Innovation, improvement and sustainability

  • The urgent care department belonged to a national network focusing on supporting and accelerating the local development of ambulatory care through the spread and adoption of good practice and utilisation of improvement methodologies.
  • During our inspection, managers were waiting for the Birthrate Plus report in order to assess and recruit more staff. The report findings were to be presented within the Surgical Division and then to the Trust Board in November 2016, when an increase in investment for midwives would be requested.
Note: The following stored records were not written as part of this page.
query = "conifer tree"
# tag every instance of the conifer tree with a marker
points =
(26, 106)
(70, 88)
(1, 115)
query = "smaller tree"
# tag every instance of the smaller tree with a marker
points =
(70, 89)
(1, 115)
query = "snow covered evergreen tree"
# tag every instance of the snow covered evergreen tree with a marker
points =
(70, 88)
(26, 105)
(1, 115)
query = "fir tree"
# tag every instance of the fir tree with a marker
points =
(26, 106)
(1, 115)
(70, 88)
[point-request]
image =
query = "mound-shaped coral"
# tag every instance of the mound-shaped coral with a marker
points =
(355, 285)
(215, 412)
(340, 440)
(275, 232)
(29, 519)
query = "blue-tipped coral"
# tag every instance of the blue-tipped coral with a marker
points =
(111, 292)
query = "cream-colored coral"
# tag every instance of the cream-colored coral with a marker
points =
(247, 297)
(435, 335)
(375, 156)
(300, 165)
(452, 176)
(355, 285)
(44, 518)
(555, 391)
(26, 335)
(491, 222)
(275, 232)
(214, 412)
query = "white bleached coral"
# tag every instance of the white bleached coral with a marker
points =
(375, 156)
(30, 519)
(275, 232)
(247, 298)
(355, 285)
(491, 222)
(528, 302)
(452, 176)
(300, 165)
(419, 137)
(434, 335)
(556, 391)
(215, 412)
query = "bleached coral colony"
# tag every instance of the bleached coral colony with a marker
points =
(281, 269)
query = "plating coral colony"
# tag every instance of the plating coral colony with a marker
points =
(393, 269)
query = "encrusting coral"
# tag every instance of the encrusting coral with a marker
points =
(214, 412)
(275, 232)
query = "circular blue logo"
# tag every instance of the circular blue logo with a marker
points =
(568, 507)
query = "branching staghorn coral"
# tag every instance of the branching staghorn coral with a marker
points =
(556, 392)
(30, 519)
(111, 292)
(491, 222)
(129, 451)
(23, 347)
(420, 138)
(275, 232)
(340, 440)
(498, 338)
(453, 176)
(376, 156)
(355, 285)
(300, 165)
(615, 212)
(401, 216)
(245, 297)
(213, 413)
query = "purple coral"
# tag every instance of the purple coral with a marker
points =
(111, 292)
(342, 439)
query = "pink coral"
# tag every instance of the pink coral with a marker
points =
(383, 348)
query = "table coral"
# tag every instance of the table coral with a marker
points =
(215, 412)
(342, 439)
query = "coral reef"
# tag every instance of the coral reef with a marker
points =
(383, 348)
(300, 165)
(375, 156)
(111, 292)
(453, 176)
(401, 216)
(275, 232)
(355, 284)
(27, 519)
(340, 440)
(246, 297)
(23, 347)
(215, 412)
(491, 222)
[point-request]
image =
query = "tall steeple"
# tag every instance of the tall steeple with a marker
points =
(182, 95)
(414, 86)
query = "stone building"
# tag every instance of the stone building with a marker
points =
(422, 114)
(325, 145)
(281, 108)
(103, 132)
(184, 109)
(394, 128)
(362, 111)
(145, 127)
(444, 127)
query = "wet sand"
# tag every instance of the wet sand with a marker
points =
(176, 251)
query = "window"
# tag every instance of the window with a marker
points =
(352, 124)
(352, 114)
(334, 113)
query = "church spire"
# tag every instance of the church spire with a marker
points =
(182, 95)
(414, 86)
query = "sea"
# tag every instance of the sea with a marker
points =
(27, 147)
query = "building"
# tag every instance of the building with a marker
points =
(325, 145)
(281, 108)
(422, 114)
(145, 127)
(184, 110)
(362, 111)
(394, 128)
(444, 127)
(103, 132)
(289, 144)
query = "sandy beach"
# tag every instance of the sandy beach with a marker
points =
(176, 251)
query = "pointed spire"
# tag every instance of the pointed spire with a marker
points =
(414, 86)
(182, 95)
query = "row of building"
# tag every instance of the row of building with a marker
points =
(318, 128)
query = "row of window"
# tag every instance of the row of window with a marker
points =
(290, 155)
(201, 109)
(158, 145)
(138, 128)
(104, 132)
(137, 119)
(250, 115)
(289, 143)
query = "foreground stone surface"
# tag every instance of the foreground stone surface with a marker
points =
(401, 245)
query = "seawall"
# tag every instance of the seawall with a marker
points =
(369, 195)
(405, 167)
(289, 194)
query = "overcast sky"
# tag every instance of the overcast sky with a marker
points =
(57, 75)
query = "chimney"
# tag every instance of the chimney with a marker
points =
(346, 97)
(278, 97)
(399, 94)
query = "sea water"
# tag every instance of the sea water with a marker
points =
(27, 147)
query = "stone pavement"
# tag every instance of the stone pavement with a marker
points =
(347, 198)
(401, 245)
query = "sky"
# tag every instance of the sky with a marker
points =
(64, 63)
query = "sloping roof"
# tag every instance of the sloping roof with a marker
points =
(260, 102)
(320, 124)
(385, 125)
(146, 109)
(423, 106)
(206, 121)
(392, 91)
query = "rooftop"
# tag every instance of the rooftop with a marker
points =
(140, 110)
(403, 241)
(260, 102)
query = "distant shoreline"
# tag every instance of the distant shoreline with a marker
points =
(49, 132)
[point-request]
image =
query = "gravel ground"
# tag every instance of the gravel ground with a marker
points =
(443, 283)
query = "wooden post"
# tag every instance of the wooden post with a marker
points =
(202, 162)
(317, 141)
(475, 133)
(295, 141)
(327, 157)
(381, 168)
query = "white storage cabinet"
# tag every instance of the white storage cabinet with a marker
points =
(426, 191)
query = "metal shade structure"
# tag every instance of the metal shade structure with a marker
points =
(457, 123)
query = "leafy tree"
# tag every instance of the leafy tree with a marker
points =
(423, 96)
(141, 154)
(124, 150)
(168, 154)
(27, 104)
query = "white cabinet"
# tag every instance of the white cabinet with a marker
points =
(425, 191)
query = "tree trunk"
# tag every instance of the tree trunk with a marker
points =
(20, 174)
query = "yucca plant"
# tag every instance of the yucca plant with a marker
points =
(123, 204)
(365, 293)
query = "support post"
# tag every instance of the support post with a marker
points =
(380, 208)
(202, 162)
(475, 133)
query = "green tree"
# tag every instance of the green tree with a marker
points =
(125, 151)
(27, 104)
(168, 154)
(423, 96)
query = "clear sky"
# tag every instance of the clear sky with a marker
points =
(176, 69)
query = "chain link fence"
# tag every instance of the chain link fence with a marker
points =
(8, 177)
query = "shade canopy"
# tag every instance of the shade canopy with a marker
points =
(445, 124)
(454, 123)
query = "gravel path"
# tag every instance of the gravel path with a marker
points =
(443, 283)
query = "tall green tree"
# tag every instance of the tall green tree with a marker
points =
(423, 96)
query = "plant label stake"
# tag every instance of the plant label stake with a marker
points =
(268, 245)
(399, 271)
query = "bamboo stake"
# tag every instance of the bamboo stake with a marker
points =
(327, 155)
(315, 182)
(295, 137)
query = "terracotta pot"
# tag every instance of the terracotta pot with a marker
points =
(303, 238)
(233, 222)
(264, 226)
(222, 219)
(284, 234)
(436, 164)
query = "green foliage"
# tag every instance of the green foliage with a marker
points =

  • After our inspection, the trust provided us with the Nursing and Midwifery Staffing and Skill Mix Report issued in November 2016. The report was based on a full review of the staffing levels across all inpatient clinical areas and a review (using Birthrate Plus) of the whole of maternity services midwifery staffing. The findings showed that there was an overall shortfall of 33 posts in midwifery. This included 19 whole time equivalent (wte) band 6 midwives and 14 (wte) midwifery support staff.
  • The matron for elective surgery told us there was scope to increase surgical services and activity at the hospital in order to meet the increased demand.
  • Collaborative working with services across Lancashire had improved knowledge of the challenges faced by EOLC teams and enabled the creation of shared documentation to streamline processes and improve access.
  • Since March 2016, the trust participated in delayed transfer of care (DTOC) Improvement Programme. The trust worked with health and social care services, along with NHS improvement in a 90 day improvement programme and achieved a reduction in the DTOC from 6% to 3.8%. Senior managers told us this had resulted in several improvements, including the implementation of a check list to meet the agreed criteria for a continuing health care assessment, which has reduced the amount of assessments performed in hospital, thus expediting decisions around place of discharge.
  • The trust were currently trialling a system where a recently recruited nurse reviewed delayed discharges and medical outliers on a daily basis, to identify any actions that can be taken the same day to facilitate discharge. Senior managers told us they felt this had contributed to the reduction in medical outliers trust wide.